The backend comprises around thirty such services. These include video streaming, the electronic program guide (EPG) and the recording function, as well as user registration and administration. But even functions which are not externally visible, such as the generation of video preview images or rights management for the various subscription models, are implemented as standalone services: There is, therefore, a fundamental distinction between the types of service which are accessed via an API or GUI and those which are used exclusively for internal processing.
In addition to allowing systems to grow with user numbers and requirements, microservices also enable them to react quickly to spikes in load. Major load spikes usually affect only certain aspects of the overall architecture: user registration will spike, for example, during active campaigns to attract new customers, while usage is heavy during the Sunday evening crime shows. Both services run – as do the program guide (EPG), the recording function and many other – independently and redundantly. This ensures that, if one service fails, the system can immediately switch over to a replacement, while usage spikes can be handled by adding additional instances. Each service even manages its own data persistence, rendering it completely independent of any central database system. This means that heavy loads on individual services pose no problems for the stability of the system as a whole.

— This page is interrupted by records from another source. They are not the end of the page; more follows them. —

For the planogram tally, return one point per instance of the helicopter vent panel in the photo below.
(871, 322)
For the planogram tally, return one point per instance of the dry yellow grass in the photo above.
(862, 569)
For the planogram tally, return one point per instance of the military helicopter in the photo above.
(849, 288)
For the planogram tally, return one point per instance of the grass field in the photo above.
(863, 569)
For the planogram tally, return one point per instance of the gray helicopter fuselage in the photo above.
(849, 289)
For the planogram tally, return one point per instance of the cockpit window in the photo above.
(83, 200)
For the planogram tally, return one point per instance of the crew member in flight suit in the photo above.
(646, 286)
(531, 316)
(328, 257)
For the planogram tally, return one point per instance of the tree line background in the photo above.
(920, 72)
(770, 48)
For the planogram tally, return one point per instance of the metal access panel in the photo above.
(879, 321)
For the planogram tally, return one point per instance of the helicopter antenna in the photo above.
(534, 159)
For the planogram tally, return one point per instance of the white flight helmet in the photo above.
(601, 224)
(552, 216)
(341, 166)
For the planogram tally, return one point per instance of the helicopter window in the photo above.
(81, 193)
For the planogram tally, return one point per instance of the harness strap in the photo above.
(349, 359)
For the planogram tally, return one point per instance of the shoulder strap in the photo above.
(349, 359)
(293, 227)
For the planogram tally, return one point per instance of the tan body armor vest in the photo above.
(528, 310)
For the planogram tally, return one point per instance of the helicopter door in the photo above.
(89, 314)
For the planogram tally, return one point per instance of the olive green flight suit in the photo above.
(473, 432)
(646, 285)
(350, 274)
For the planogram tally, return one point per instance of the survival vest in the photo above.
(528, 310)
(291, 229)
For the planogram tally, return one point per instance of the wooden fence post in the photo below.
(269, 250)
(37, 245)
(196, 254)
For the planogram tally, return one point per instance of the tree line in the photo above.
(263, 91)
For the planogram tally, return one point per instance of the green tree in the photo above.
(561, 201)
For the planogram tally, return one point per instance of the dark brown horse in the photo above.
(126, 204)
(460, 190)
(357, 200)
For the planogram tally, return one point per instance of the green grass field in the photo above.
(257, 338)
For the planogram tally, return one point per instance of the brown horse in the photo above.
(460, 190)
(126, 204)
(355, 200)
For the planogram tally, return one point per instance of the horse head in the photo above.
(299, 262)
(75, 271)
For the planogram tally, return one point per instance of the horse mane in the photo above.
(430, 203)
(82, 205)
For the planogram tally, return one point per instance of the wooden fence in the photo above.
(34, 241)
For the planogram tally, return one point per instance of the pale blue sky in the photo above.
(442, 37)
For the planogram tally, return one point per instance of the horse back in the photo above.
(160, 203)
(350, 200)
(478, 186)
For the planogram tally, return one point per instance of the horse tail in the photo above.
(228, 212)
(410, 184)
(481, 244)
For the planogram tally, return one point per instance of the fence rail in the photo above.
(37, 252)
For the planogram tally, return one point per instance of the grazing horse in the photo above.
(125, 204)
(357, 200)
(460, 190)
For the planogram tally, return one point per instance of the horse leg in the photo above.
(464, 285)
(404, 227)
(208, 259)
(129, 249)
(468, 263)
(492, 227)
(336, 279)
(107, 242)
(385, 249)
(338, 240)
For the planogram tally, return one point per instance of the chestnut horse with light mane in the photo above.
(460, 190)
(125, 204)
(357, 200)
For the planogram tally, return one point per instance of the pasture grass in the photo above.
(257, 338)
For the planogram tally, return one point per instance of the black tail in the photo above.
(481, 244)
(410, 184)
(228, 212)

In creating this type of architecture, the clear delineation of individual services and the definition of their interfaces play central roles.
Microservices do not just distinguish themselves in terms of their stability and scalability. Agile project management and the use of small development teams eliminate the need for a dedicated operations team. Maintaining the individual services is thus the responsibility of the people who designed and developed them, a concept that facilitates smooth and efficient operations.

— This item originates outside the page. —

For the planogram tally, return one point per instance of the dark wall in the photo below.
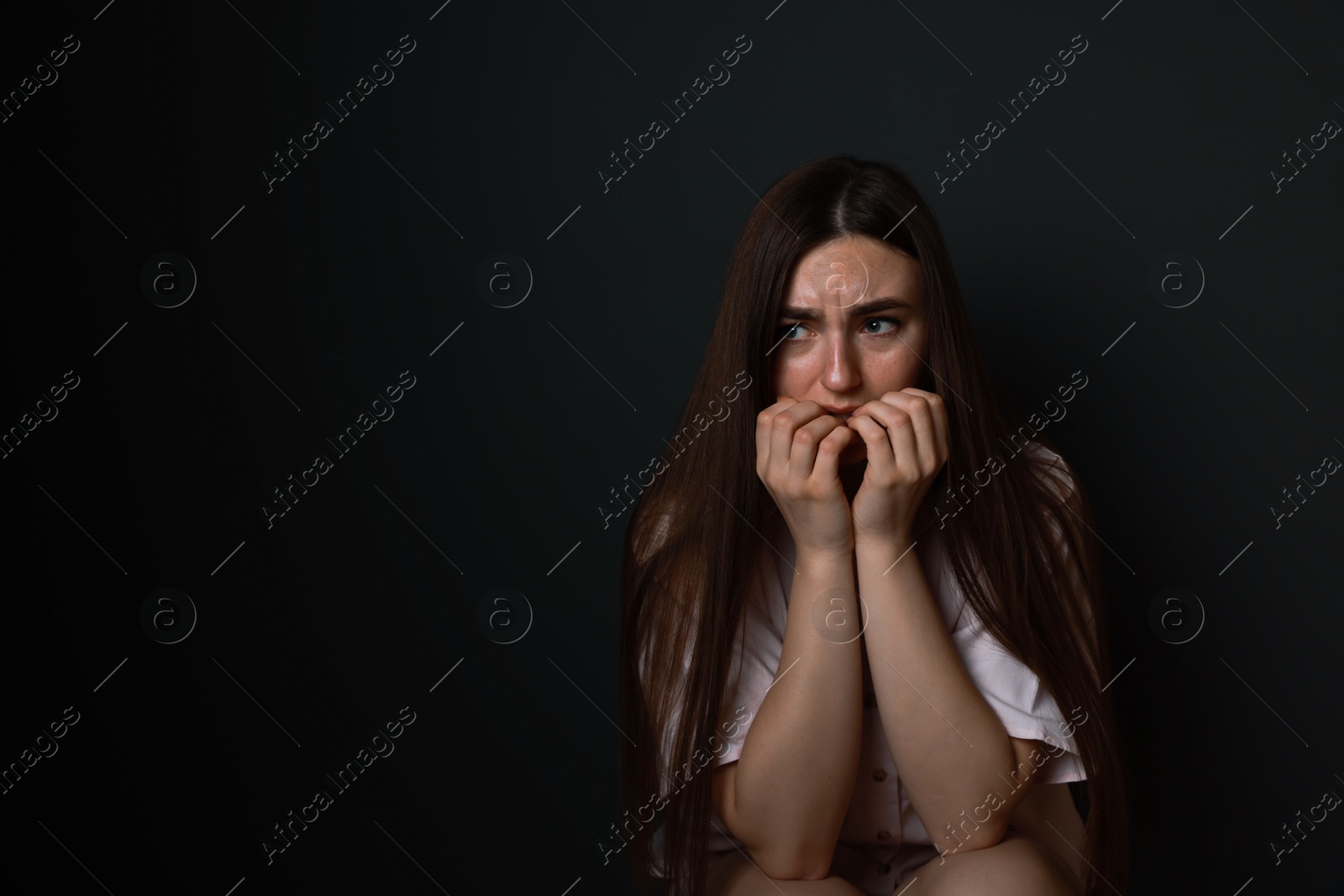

100 % Cloud, 100 % in Germany
One important pillar underlying waipu.tv’s flexibility and stability is the complete outsourcing to Amazon Web Services (AWS). The implementation of the services using EC2 instances enables rapid scaling, whereas the use of Functions as a Service (AWS Lambda) as the smallest functional unit further simplifies the microservices architecture.
In order to comply with the target group’s data protection requirements, all data is stored and processed only at Amazon’s data centre in Frankfurt in Germany.
State-of-the-art, polyglot architecture
The services themselves are based on Java Virtual Machine (JVM) and are, to a large extent, written in Java in order to create a universal, easily readable code basis. The JVM also enables the seamless use of Clojure, the Lisp dialect which is used in this project. Unlike object-oriented Java, Clojure encourages a functional style with short, concise code, which permits considerably leaner structures. In addition, Clojure lends itself to interactive development in a REPL (Read-Eval-Print Loop), which enables new features to be more rapidly tested than they can through laborious compiling of the entire code, which is the case in many Java programming environments. Also lending itself to the use of a microservices architecture is the easy implementation of concurrency and statefulness enabled by Clojure.
For the development of the services, the EXARING team and inovex created a heavily automated pipeline. This enables the program-based deployment of features on the development system. In order to maintain quality control, however, publication to the preview and productive systems is still triggered manually. This human intervention does not, however, cause any problems with the development speed, as data is published to the productive system at least once a day.
Whereas the pipeline is currently based on GitLab CI and administered using Terraform, the company plans to move the services to Docker with Kubernetes orchestration in the near future.
The entire waipu.tv project is characterised by forward-thinking planning, from laying the dedicated fibre optic infrastructure right through to the architecture of the finished product. In inovex, EXARING found the perfect partner. inovex’s years of experience with the most diverse technologies enabled the project to be perfectly tailored to EXARING’s requirements.
This meant that the resources required for the project, from the Minimum Viable Product stage to the rollout of the app, were both manageable and capable of handling sudden leaps in growth.
- 30+ Services
- 60+ EC2 instances
- 20 million/2 terabytes of EPG images
- 50+ Git Repositories
- 9 Redis instances (AWS ElastiCache)
- 7 PostgreSQL instances (AWS RDS)
- Amazon Web Services
- GitLab CI